La Belgique est l’un des territoires les plus densément peuplés d’Europe et depuis très longtemps. Une densité trompeuse qui ferait croire à un maillage important des transports et fournissant une alternative systématique à la voiture par les transports en commun. Il n’en est pourtant rien, le décodage :

Initialement, la densification du territoire belge, tant flamand que wallon est lié à sa position géographique : un territoire de guerres successives où, à travers le temps, les guerres ont amené des migrations successives depuis le moyen-âge. Une migration et une démographie justifiées également par les échanges commerciaux entre le nord de l’Europe et le sud ainsi que la fertilité de ses terres. Ainsi, la Belgique s’est vu tisser un réseau de villages dont l’interdistance est de plus ou moins 3, 5 km, soit une heure de marche pour passer du village x à son voisin. Le plan de Ferraris (1715) nous montre également que dès la Renaissance, le territoire s’est mité[1], reliant les villages entre eux.

carte Ferraris (WalOnMap) du territoire urbanisé du nord de la commune de Lobbes, 18e siècle.

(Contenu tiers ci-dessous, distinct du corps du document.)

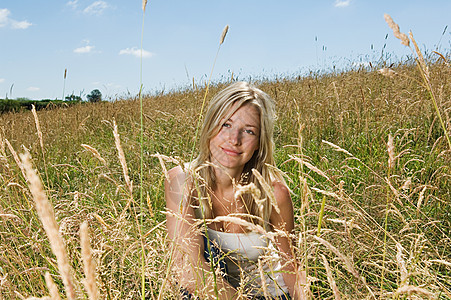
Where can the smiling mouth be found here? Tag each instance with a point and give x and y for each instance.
(231, 152)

L’arrivée de la révolution industrielle fut un moment de basculement essentiel dans l’orientation de notre aménagement du territoire, elle fut politique.

Si la Belgique fut le premier territoire continental et pionnier de la révolution industrielle, c’est initialement à cause d’un sous-sol riche en houille et d’un personnel nombreux pour remplir les métiers des industries naissantes. Rappelons-nous que le charbon était gratté au sol depuis des siècles sur des territoires comme la région du centre et que les premiers hauts-fourneaux et puits de mine furent construits à Bois-du-Luc au 17e siècle et à Hourpes (Thuin) au 18e siècle. Deux lieux qui, pour l’époque, étaient en pleine campagne.

L’accélération de l’industrialisation a amené à un tournant au basculement du 19e et du 20esiècle :  quel type d’urbanisation les responsables politiques et industriels désiraient-ils alors que les syndicats pointaient leurs nez ? La Belgique fit un choix original : garder les populations dans leurs villages et développer un réseau de transports en commun exceptionnel.

L’époque a voulu qu’on favorise les transports publics et de marchandises par le chemin de fer, en ce compris, les réseaux vicinaux dont l’apogée commença à décliner après la première Guerre mondiale… comme la position de l’empire économique belge.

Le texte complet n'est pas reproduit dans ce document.